Symbol, Food as
SYMBOL, FOOD AS
SYMBOL, FOOD AS. A symbol is an object, image, or action that is conventionally understood to represent something else. Food is particularly powerful as a symbol because it is so deeply embedded in everyday as well as celebratory life, and can therefore be read in many ways. Because it fulfills physical as well as emotional and psychological needs, it may be intentionally utilized as a symbol in some instances but not in others.
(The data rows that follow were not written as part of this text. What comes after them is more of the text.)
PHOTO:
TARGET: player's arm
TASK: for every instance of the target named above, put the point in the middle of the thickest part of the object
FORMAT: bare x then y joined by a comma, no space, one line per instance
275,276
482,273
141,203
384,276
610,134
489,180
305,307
And because food engages all the senses, it tends to evoke strong sensory and emotive as well as cognitive associations. This range of association adds to the potential symbolic power of food.
Three properties of symbols as defined by anthropologist Victor Turner are clearly demonstrated in food. The first is condensation: many ideas or actions are represented in a single formation. For example, turkey represents the American holiday of Thanksgiving, standing for the family gatherings, feasts, specific menus, and football games that commonly occur with the celebration. A second property is unification: symbols link disparate references. The turkey as symbol evokes abundance of natural resources, a romanticized New England heritage, patriotism, family harmony, and the fall season. The final property of symbols is polarization of meaning: they contain both ideological meanings (representing values, ethos, social norms) and sensory meanings (related to the objective properties of the symbol and representing physical aspects of life), merging these two poles and grounding conceptual references in felt experience. For example, apple pie is an American symbol of both patriotism and maternal nurturing, strengthening the referential power of each yet also lending the emotional associations of each to the other.
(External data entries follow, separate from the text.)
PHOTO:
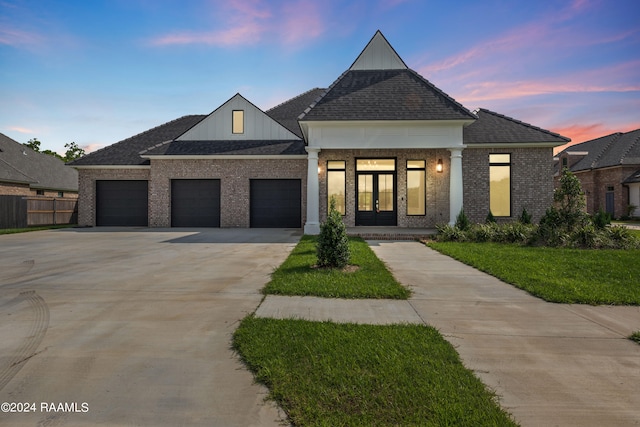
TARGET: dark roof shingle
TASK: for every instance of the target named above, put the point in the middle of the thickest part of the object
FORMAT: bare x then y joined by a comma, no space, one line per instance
493,128
385,95
287,113
607,151
21,164
237,147
127,151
Foods become symbolic either through the presence of analogous qualities or by association in fact or thought with a particular reference. Analogous, or like, qualities include the physical structure or appearance of the item, its texture, color, flavor, and even its nutritional components. For example, bananas are commonly used to represent a phallus; apples used to represent wholesomeness and innocence, as in "apple-cheeked children"; peaches to represent female attributes; caffeinated drinks to represent energetic and fun-filled personalities or activities.
Symbolic references for foods are also developed by association in fact or thought. Cherry blossoms bloom in early spring and are therefore used as a symbol to celebrate the change in season. Similarly, other crops ripen in the fall and become associated with that season. In the United States, pumpkins, corn, and apples are used to celebrate both autumn and the harvest-based holidays falling within that season.
Symbolic foods that develop their meanings through use and practice over time are "organic" symbols; they emerge from everyday usage, and their meanings are seemingly logical and inevitable within that cultural context. Symbols can also be created and imposed upon a culture. For these "invented symbols," individuals or institutions intentionally attach particular meanings to a food and attempt to control the interpretation given to that food.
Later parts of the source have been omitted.